I hope that’s what I can blame this heartsick feeling on anyway. PMS! Yes! I always feel more emotional and needy right before bleed week…

But it’s not just this week. I’ve been feeling this way ever since I walked away from you when you decided you couldn’t give me what I wanted. And I know that was the right thing to do, but then why do I miss you EVERY FUCKING DAY? 

You weren’t even that good to me. We were never in a committed relationship. You did whatever you wanted and saw me when you felt like it. I did the same, but I bet your mind wasn’t going as crazy as mine was. Maybe those were games both of us were playing or maybe you really just weren’t on the same level as me.

We’ve never been on the same level. You wanted me more and chased me for almost two years before I finally came around and fell for you. Maybe you were over it at that point. But I’ll never know because you are such an emotional warrior that you refuse to let me see you vulnerable. I was that way too until I fell in love with you. I thought you were slipping away and so I laid everything out on the table and now I’m left heartbroken.

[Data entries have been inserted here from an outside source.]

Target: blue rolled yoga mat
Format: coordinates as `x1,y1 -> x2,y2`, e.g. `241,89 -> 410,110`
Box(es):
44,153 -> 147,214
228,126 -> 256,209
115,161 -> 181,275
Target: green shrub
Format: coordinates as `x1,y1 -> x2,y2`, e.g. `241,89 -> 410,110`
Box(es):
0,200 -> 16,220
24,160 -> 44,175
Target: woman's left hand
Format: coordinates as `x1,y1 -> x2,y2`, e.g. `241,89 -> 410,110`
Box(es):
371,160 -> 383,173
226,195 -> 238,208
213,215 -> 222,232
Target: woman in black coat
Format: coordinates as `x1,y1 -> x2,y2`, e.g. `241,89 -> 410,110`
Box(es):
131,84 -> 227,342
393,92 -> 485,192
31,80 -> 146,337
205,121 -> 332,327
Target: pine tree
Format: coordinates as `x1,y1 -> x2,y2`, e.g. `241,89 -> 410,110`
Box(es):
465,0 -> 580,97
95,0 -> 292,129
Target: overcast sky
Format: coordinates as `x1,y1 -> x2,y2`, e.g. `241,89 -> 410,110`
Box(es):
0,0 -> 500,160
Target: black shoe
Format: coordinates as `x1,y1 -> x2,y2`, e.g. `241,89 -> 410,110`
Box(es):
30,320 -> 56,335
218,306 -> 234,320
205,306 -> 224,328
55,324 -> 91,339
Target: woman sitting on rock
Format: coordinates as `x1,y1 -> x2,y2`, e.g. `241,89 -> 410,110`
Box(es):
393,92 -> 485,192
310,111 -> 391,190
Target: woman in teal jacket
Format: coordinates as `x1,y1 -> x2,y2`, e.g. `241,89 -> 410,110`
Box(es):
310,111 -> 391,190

And the funny thing is, I don’t even think we are right for each other. I think you and I both fell for the wrong person. We fight all the time and rarely give in to each other. How could we possibly survive a relationship? Yet I still want it…

I see and feel reminders of you all the time. I still wear your oversized T-shirt to bed. The pictures of you making out with me in the photo booth on my birthday are still hanging on my bulletin board. Your career is taking off again and I have to see your dumb little fans tweeting at you and leaving stupid messages on your Instagram. But it doesn’t matter because I know you like me best…

Why couldn’t we make it work? Why did you say you loved me and then claim you never said such a thing? Normally I see these things as the universe telling me, “Get out! It’s not meant to be!” But I cannot swallow that this time. Not after 3 and 1/2 years and after I saw that look in your eyes saying that it’s going to be hard but you want to make it work with me.

But then there is that other look where you cast your eyes down and mutter things like, “I just want to have fun”, which makes me think you are more of a boy than a man anyway. You could never give me the attention and affection that I need and deserve. Or could you?

I don’t feel like I’ve even experienced half of who you could be. I wonder if I closed your heart to me by brushing you off for so long. But I’m here now and I want you now. You said you loved me on four different occasions. I know I’m not the only one who wants it. 

The first time this ended was easier. I just thought to myself, “well, I guess I have to move on now.” But then you came BACK and made me THINK that you wanted to really go for it. But then you chickened out.

I KNOW I’m just like your ex. You tell me all the time. I KNOW that you guys fought a lot too and that it took a toll on you. I KNOW that we technically have astrological signs that clash. I’m scared about that too. But I would rather fight with you then be with anyone else. 

There are SO MANY men in this town. WHY do I bother giving you any minute of my time and thoughts and energy?! 

Because I love you. 

And I will continue to love you and miss you until there is someone else I guess.